Во время завтрака мы договорились, что прежде всего пойдем с Сашкой на рынок. Там, помимо всяких других, есть книжный ряд. Генриетта Глебовна сказала, что иногда попадаются редкие издания, а случается, что и рукописи. И глянула на меня с пониманием, словно о чем-то догадывалась.
Сашка проворно и без всякой просьбы хозяйки помог ей убрать со стола и вымыть посуду. За это удостоился благосклонных улыбок и похвал. Но когда он сказал, что пора, пожалуй, отправляться в путь, Генриетта Глебовна подбоченилась и саркастически спросила:
— Ты что, таким чучелом и пойдешь?
— А чего?.. — Сашка надул губы. — Не в театр же…
Мне в общем-то было все равно, как выглядит мой проводник, но из педагогических соображений я поддержал Генриетту Глебовну:
— Мы не только на рынок пойдем, но и в книжные магазины. Это заведения интеллигентные, а ты — как флибустьер…
Сашка встал в забавную позу марионетки: сдвинул носки кроссовок и коленки, растопырил пятки и локти, заболтал повисшими кистями рук. По-птичьи, одним глазом, оглядел себя сверху вниз.

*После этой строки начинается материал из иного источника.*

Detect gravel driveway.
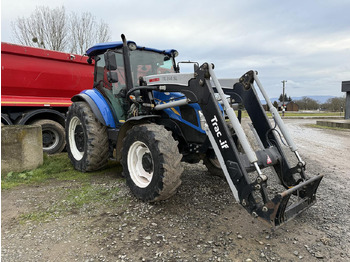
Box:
[1,120,350,261]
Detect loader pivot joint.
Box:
[239,70,254,90]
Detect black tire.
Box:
[203,156,225,178]
[121,124,183,202]
[66,102,109,172]
[32,119,66,154]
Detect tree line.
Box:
[11,6,110,54]
[273,94,345,112]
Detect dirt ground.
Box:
[1,120,350,261]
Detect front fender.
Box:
[71,89,116,128]
[116,115,160,161]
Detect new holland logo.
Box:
[266,155,272,165]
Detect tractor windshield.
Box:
[130,50,175,87]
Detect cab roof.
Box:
[86,41,176,57]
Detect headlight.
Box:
[198,110,208,131]
[128,43,137,51]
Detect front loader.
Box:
[66,35,323,226]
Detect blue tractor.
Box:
[66,35,322,226]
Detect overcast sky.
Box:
[1,0,350,97]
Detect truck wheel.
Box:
[121,124,183,202]
[32,119,66,154]
[203,156,225,177]
[66,102,109,172]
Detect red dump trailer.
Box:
[1,43,94,154]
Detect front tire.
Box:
[66,102,109,172]
[121,124,183,202]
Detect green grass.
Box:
[19,183,129,224]
[306,124,349,131]
[236,110,344,117]
[1,153,121,189]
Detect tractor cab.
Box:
[87,39,178,123]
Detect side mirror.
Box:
[107,71,118,83]
[104,51,117,71]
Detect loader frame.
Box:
[139,63,323,227]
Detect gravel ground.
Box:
[1,120,350,261]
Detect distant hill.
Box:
[261,96,336,105]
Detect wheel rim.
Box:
[209,157,221,169]
[68,116,85,161]
[127,141,154,188]
[42,128,60,151]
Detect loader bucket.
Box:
[256,175,323,227]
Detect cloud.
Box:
[1,0,350,97]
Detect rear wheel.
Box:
[32,119,66,154]
[121,124,183,202]
[66,102,109,172]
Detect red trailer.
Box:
[1,43,94,154]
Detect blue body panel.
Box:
[86,41,176,56]
[153,91,205,134]
[81,88,116,128]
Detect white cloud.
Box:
[1,0,350,97]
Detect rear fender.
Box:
[71,89,116,128]
[15,108,65,126]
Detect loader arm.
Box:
[142,63,323,226]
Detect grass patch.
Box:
[1,153,122,189]
[305,124,349,131]
[19,183,129,224]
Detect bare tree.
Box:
[70,12,110,54]
[294,96,320,110]
[11,6,110,54]
[12,6,69,51]
[322,97,345,112]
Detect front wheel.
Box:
[66,102,109,172]
[121,124,183,202]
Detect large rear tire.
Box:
[66,102,109,172]
[121,124,183,202]
[32,119,66,154]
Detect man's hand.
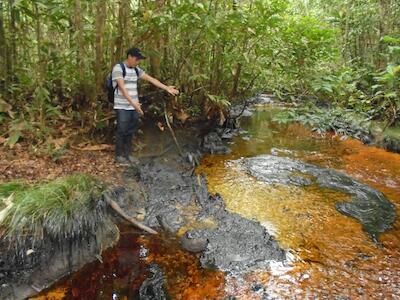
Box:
[165,85,179,96]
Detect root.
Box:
[104,193,158,234]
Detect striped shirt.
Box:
[111,63,144,110]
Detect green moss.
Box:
[384,125,400,140]
[0,174,105,246]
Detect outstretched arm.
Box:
[140,74,179,95]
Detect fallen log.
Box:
[104,193,158,234]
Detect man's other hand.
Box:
[166,85,179,96]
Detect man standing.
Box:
[112,48,179,165]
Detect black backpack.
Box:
[105,62,139,104]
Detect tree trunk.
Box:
[150,0,165,78]
[6,0,17,90]
[0,1,7,85]
[74,0,85,82]
[94,0,107,98]
[114,0,132,62]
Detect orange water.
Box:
[197,109,400,299]
[32,109,400,299]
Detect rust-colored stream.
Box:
[37,108,400,299]
[198,109,400,299]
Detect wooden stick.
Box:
[104,193,158,234]
[164,103,184,156]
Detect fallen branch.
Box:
[164,103,184,156]
[104,193,158,234]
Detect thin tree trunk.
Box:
[7,0,17,90]
[94,0,107,97]
[33,2,44,83]
[114,0,132,61]
[74,0,85,82]
[0,1,7,85]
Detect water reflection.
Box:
[198,105,400,299]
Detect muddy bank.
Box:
[114,126,285,272]
[0,223,119,300]
[237,155,396,242]
[0,116,285,299]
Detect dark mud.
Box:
[239,155,396,242]
[115,146,285,272]
[139,264,171,300]
[0,223,119,300]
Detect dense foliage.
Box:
[0,174,107,244]
[0,0,400,146]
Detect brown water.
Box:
[198,109,400,299]
[37,108,400,299]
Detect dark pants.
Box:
[115,109,139,157]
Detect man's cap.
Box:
[126,48,146,59]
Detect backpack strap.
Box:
[114,61,126,93]
[119,61,126,78]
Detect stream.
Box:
[32,106,400,299]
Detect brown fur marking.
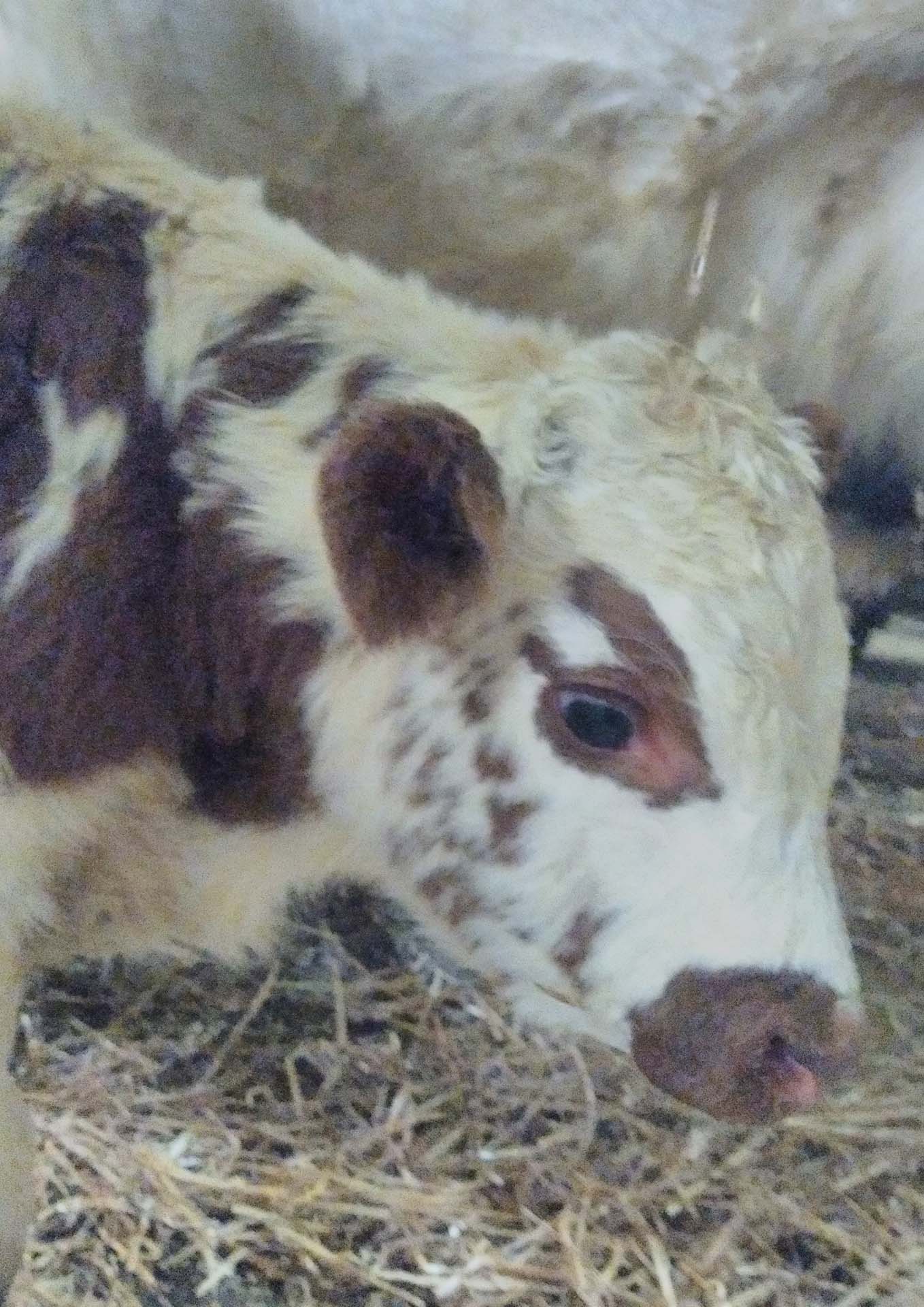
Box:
[417,867,484,925]
[200,285,323,404]
[171,510,327,822]
[319,402,504,645]
[520,567,720,808]
[552,908,612,978]
[0,197,329,821]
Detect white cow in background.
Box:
[0,0,924,643]
[0,99,857,1297]
[0,0,924,645]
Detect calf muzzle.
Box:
[631,969,861,1123]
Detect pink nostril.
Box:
[631,970,863,1121]
[763,1035,822,1111]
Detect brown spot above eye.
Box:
[487,797,538,862]
[520,566,721,808]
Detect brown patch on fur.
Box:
[487,796,538,862]
[0,197,329,821]
[173,510,327,822]
[792,402,844,487]
[520,635,561,676]
[474,740,516,780]
[520,567,720,808]
[461,685,491,727]
[552,908,612,979]
[631,969,856,1123]
[319,402,504,645]
[417,867,484,925]
[200,285,323,404]
[0,197,180,784]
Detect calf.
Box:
[0,97,857,1291]
[0,0,924,634]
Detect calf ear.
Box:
[318,402,504,645]
[792,404,844,497]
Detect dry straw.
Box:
[13,681,924,1307]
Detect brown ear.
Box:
[318,402,504,645]
[792,402,844,496]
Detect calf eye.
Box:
[558,690,636,750]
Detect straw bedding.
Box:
[7,664,924,1307]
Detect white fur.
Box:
[0,105,857,1286]
[3,383,125,602]
[0,0,924,597]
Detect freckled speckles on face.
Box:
[552,908,613,983]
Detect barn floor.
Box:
[12,619,924,1307]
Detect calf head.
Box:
[314,335,859,1120]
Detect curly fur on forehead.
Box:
[517,332,827,591]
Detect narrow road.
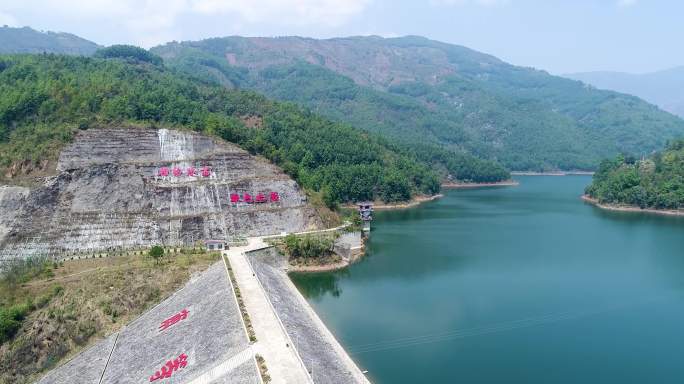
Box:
[223,238,313,384]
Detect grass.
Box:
[0,248,219,384]
[223,256,256,342]
[254,353,271,383]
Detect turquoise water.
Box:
[293,176,684,384]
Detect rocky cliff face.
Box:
[0,128,320,259]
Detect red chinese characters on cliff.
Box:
[230,192,280,204]
[159,309,190,331]
[202,167,211,177]
[150,353,188,382]
[158,166,212,177]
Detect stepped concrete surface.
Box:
[39,262,261,384]
[224,238,313,384]
[247,247,369,384]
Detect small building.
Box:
[204,240,228,251]
[356,202,373,232]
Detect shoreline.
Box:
[286,243,366,273]
[245,247,370,384]
[511,171,594,176]
[442,180,520,189]
[342,193,444,211]
[581,195,684,216]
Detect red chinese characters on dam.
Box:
[150,353,188,382]
[159,309,190,332]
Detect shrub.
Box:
[148,245,164,264]
[285,235,333,259]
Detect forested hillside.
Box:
[0,26,99,55]
[565,66,684,118]
[586,140,684,209]
[152,37,684,170]
[0,52,508,206]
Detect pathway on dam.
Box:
[223,237,313,384]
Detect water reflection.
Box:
[292,177,684,384]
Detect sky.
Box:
[0,0,684,74]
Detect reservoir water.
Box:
[292,176,684,384]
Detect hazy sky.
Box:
[0,0,684,74]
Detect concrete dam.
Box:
[0,128,321,260]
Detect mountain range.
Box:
[565,66,684,117]
[152,36,684,170]
[0,26,101,55]
[0,28,684,172]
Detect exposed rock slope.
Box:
[0,128,319,259]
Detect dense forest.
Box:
[0,52,508,207]
[586,140,684,209]
[152,36,684,171]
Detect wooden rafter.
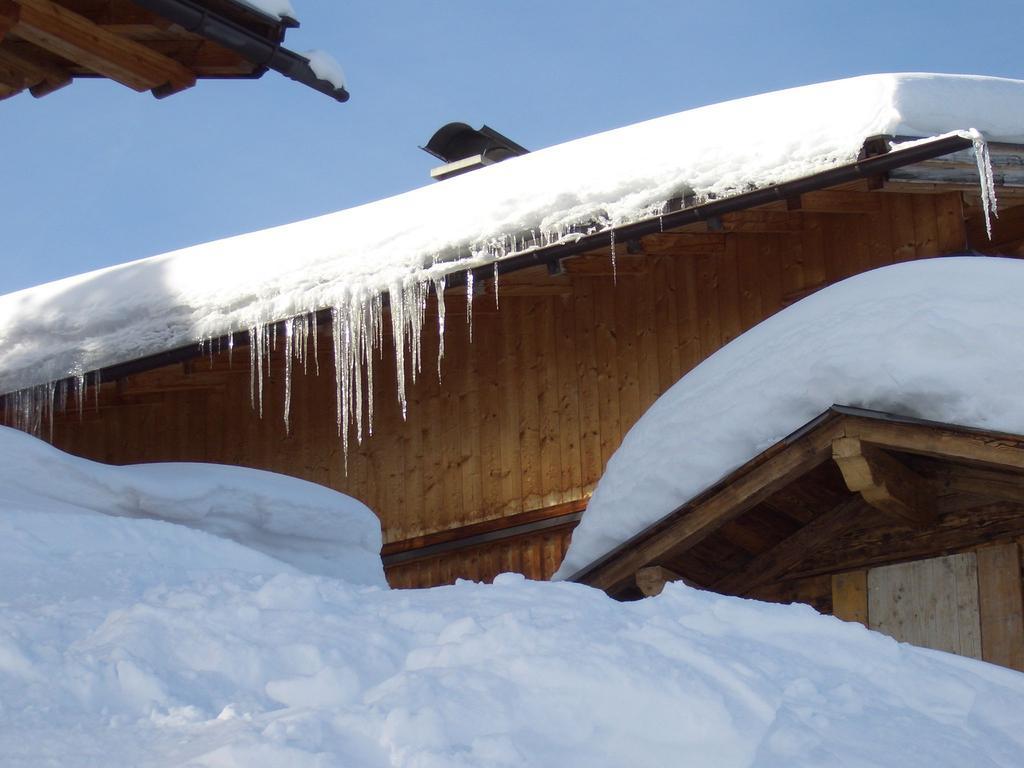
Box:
[0,41,71,97]
[833,437,935,524]
[636,565,690,597]
[583,415,841,592]
[0,0,196,95]
[712,496,865,595]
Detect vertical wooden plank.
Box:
[977,542,1024,671]
[572,278,604,485]
[594,279,624,471]
[935,193,967,254]
[519,297,544,509]
[911,195,939,259]
[712,233,741,345]
[498,297,523,514]
[940,552,981,658]
[887,194,918,262]
[676,256,715,377]
[608,274,641,438]
[802,213,828,288]
[758,234,786,323]
[695,252,734,360]
[444,314,469,530]
[651,256,688,392]
[831,570,867,627]
[867,552,981,658]
[456,312,483,525]
[475,315,508,519]
[636,271,662,414]
[553,296,583,499]
[537,296,566,507]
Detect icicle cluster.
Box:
[3,130,997,465]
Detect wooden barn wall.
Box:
[29,193,965,585]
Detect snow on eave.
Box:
[0,75,1024,448]
[556,256,1024,579]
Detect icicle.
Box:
[966,128,999,240]
[285,317,295,434]
[310,310,319,376]
[466,269,473,344]
[609,227,618,286]
[434,274,445,384]
[389,286,409,421]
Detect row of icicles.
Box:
[4,130,998,466]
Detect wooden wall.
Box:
[25,191,1007,586]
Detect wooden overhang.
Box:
[571,406,1024,599]
[0,0,348,101]
[9,130,1024,399]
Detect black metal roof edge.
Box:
[134,0,349,101]
[0,132,972,402]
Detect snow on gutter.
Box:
[0,75,1024,444]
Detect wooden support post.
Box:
[10,0,196,92]
[978,542,1024,671]
[833,437,935,525]
[636,565,689,597]
[831,570,867,627]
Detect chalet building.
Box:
[0,0,348,101]
[0,73,1024,669]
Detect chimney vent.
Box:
[420,123,529,181]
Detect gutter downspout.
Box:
[134,0,349,101]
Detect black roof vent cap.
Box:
[420,123,529,181]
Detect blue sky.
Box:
[0,0,1024,293]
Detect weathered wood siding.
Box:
[28,191,1011,586]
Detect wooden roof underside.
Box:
[0,0,294,99]
[573,406,1024,598]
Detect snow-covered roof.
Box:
[0,74,1024,438]
[6,429,1024,768]
[555,256,1024,579]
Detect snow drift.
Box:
[0,75,1024,444]
[0,427,387,586]
[0,430,1024,768]
[556,257,1024,579]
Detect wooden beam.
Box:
[831,570,867,627]
[833,437,935,523]
[846,416,1024,470]
[10,0,196,93]
[580,420,843,593]
[712,496,864,595]
[636,565,688,597]
[0,46,71,98]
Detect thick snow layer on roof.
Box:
[556,257,1024,579]
[0,75,1024,415]
[0,432,1024,768]
[234,0,297,18]
[0,427,387,581]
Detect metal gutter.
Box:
[0,132,973,398]
[134,0,349,101]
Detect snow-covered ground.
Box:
[556,256,1024,579]
[6,429,1024,768]
[0,75,1024,448]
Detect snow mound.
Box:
[0,427,387,585]
[0,496,1024,768]
[0,75,1024,448]
[555,257,1024,579]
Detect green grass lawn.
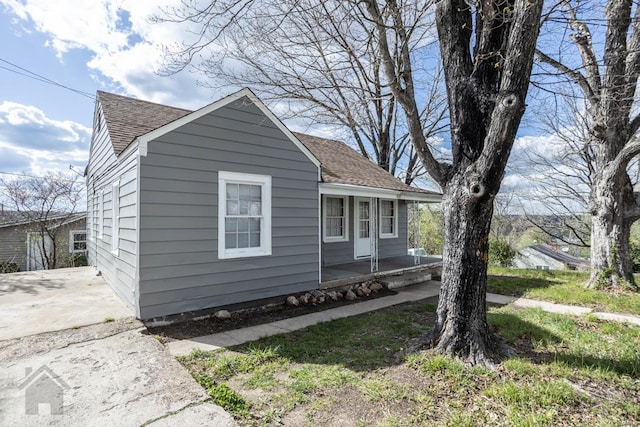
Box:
[179,290,640,427]
[487,267,640,315]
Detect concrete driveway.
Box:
[0,267,135,340]
[0,268,235,427]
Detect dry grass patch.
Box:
[180,292,640,427]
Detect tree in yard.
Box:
[2,173,84,269]
[162,0,543,364]
[537,0,640,287]
[156,0,446,184]
[366,0,543,364]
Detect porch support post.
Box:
[369,197,378,273]
[412,200,421,265]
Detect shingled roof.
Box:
[98,90,192,156]
[98,91,439,195]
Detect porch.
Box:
[320,255,442,289]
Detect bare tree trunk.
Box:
[586,181,635,289]
[410,175,514,365]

— Кошмар-р, — дурашливым, как у Буратино, голоском согласился он. — Хорошо. Сейчас буду умненький-благоразумненький. И кр-расивый. Аж пр-ротивно… — Повернулся на пятке и ускакал на одной ноге.
Генриетта Глебовна засмеялась:
— Ох, не соскучитесь вы с таким проводником.
— Чую…
Сашка появился через несколько минут — причесанный, в новом летнем костюмчике из некрашеной льняной ткани. Я вспомнил, что лет двадцать назад такой же костюм Тереза купила для Дениса, когда мы собирались в поездку по Волге. Сыну эта одежка очень понравилась: не мнется, пыль на ней незаметна, после дождя материя высыхает в пять минут. Дениска в этом наряде и в песке валялся, и в воду прыгал, а тот все как новый. Лишь одно раздражало Дениса: желтые пластмассовые пуговицы на шортиках, они были пришиты снизу по бокам, по две с каждой стороны. Сын хотел было их отрезать, но мать отобрала ножницы и хлопнула по рукам: «Что за фокусы! Это фасон такой…» — «Детсадовский фасон…» — «Ты мне порассуждай!..»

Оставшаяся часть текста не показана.